Au début de cette aventure de blog, j’ai clairement affirmé (et c’est toujours le cas) que ma vision du marketing était romantique. En ceci, je souhaite sortir d’une posture classique qui s’intéresse avant tout au produit et au bénéfice de l’entreprise, pour renverser l’équation et partir à l’envers (et contre tous), de l’humain, qui par ses choix et ses émotions deviendrait un client, puis séduit et amoureux de l’expérience, un client fidèle, prêt à partager sa préférence autour de lui. Mais j’entends dans le propos de Victor que le romantique est surtout épris d’émotions négatives, de tristesse, de mélancolie, de soupirs maussades ! Ah non ! Je ne suis pas d’accord ! Au contraire dans ce que je défends comme étant un marketing émotionnel, je suis résolument optimiste, passionné par la capacité de l’humain à créer des liens affectifs, à surmonter toute difficulté, à aimer, à jouer et à apprendre continuellement.
Pour autant, je suis convaincu que maitriser quelques notions de réthorique est indispensable au marketer d’aujourd’hui. Bien souvent, les fameux « éléments de langage » d’une marque ne sont pas assez précis. L’autre écueil (souligné par Victor) est le manque de style. Et là, j’aimerais que l’on dépasse la classification de base pour aller vers ce qui rend la marque remarquable. Une histoire bien racontée, c’est aussi une question de style. Bien sûr, il est courant de s’inspirer de celui de autres, de faire référence à tel ou telle auteur.e, et de se satisfaire de la citation comme d’un accessoire de mode.
Trouver son style, qu’il soit dans le texte ou dans la chemise ou la coiffure, c’est s’affirmer, c’est oser dire qui l’on est. Débraillé, élégante, verbeux ou torturée, souriante ou moqueur, le style compte. C’est d’ailleurs pour cette raison que je redoute les formats qui enferment, les injonctions qui préconisent d’inclure des hashtags ou des photos de chat, des images ou des mots d’enfant qui sont tellement touchant, les recommandations qui exigent une blague toutes les 3 minutes, parce qu’à la fin, tout le monde y va de sa vidéo confession pour nous raconter comment on en est arrivé là.
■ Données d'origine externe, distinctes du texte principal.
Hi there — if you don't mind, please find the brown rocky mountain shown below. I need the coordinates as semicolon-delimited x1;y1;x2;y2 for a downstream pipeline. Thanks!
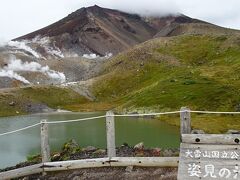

Non, le style, votre style est au-dessus de cela ! Non ?
Beaucoup de marques manquent d’inspiration, trop d’agences se moquent du style et copient outrageusement ce qui a déjà fonctionné chez les autres, et c’est sans surprise que les consommateurs finissent par tout confondre et tout rejeter; « pas assez stylé » nous disent-ils ! Porter des Stan Smith est sans doute une tendance, mais est-ce un style ? Faire ses courses chez Lidl est malin mais est-ce un style ?
Comment pourrait-on passer du style à la culture de marque ?
Etre une marque, c’est être reconnue et partagée par une communauté. Pour des valeurs, pour un why, pour des produits qui font aimer la vie, mais c’est sans doute aussi une question d’expression de soi. Or s’exprimer, c’est donner une idée du style de personne que nous sommes. Adopter, aimer une marque, c’est exprimer une partie de nous. Autant le faire avec style !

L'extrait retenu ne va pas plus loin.